Festivals have ‘a duty’ to offer diversity in their line ups

Music festivals have ‘a duty’ to offer diversity in their line ups and bills, a music promoter has said.

Jim Ottewill
  • By Jim Ottewill
  • 2 Feb 2017
  • min read
Music festivals have ‘a duty’ to offer diversity in their line ups and bills, a music promoter has said.

Tamsin Austin from the Summertyne Americana festival made the comments as part of a panel at the Americana Music Association (AMA) UK conference exploring the live music and festival scene for the genre.

She said that while the wider music industry appears to have ongoing concerns around diversity and gender splits on line ups and bills, the Americana scene is almost the opposite.

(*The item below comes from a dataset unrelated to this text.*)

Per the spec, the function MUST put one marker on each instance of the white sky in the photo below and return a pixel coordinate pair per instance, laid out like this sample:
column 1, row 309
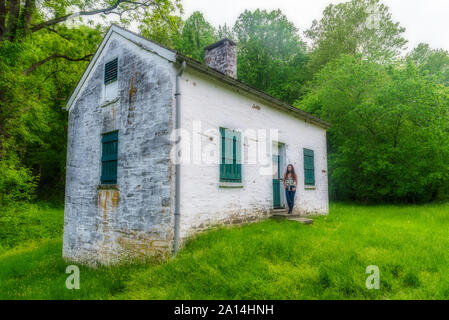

Tamsin said: ‘I know the story from Leeds and Reading Festivals only having two female artists in their bill. If I had compiled the same statistics for our event, it would have been totally the opposite.

‘Diversity is an essential consideration for a festival programmer and this goes beyond gender but ethnic diversity too. You have to think about it and I think festival promoters have a duty to think about it. It doesn’t mean to sound like it’s a dutiful thing but it just is, it’s 2017 and you need to look at your programming and make sure you’ve got a balance. It’s not healthy to do otherwise.’

Paul Spencer from the Maverick Festival agreed, saying: ‘I always find that there are a lot of great female artists out there - always. To the extent where I usually sometimes think I need to add more men to the bill.’

The panel also agreed on the importance of specialist festivals as ‘incubators’ for new musical talent.

Tamsin said: ‘Summertyne has been a great opportunity to have amazing acts on as younger artists, then watch them grow. It helps feed a very healthy programme - it’s tough to book but we are taken seriously as an event showcasing new talent.’

Read our previous story on the importance of radio in breaking new talent.

The AMA-UK is the organisation behind the event, a professional trade association representing and advocating for the voice of American roots music in the UK.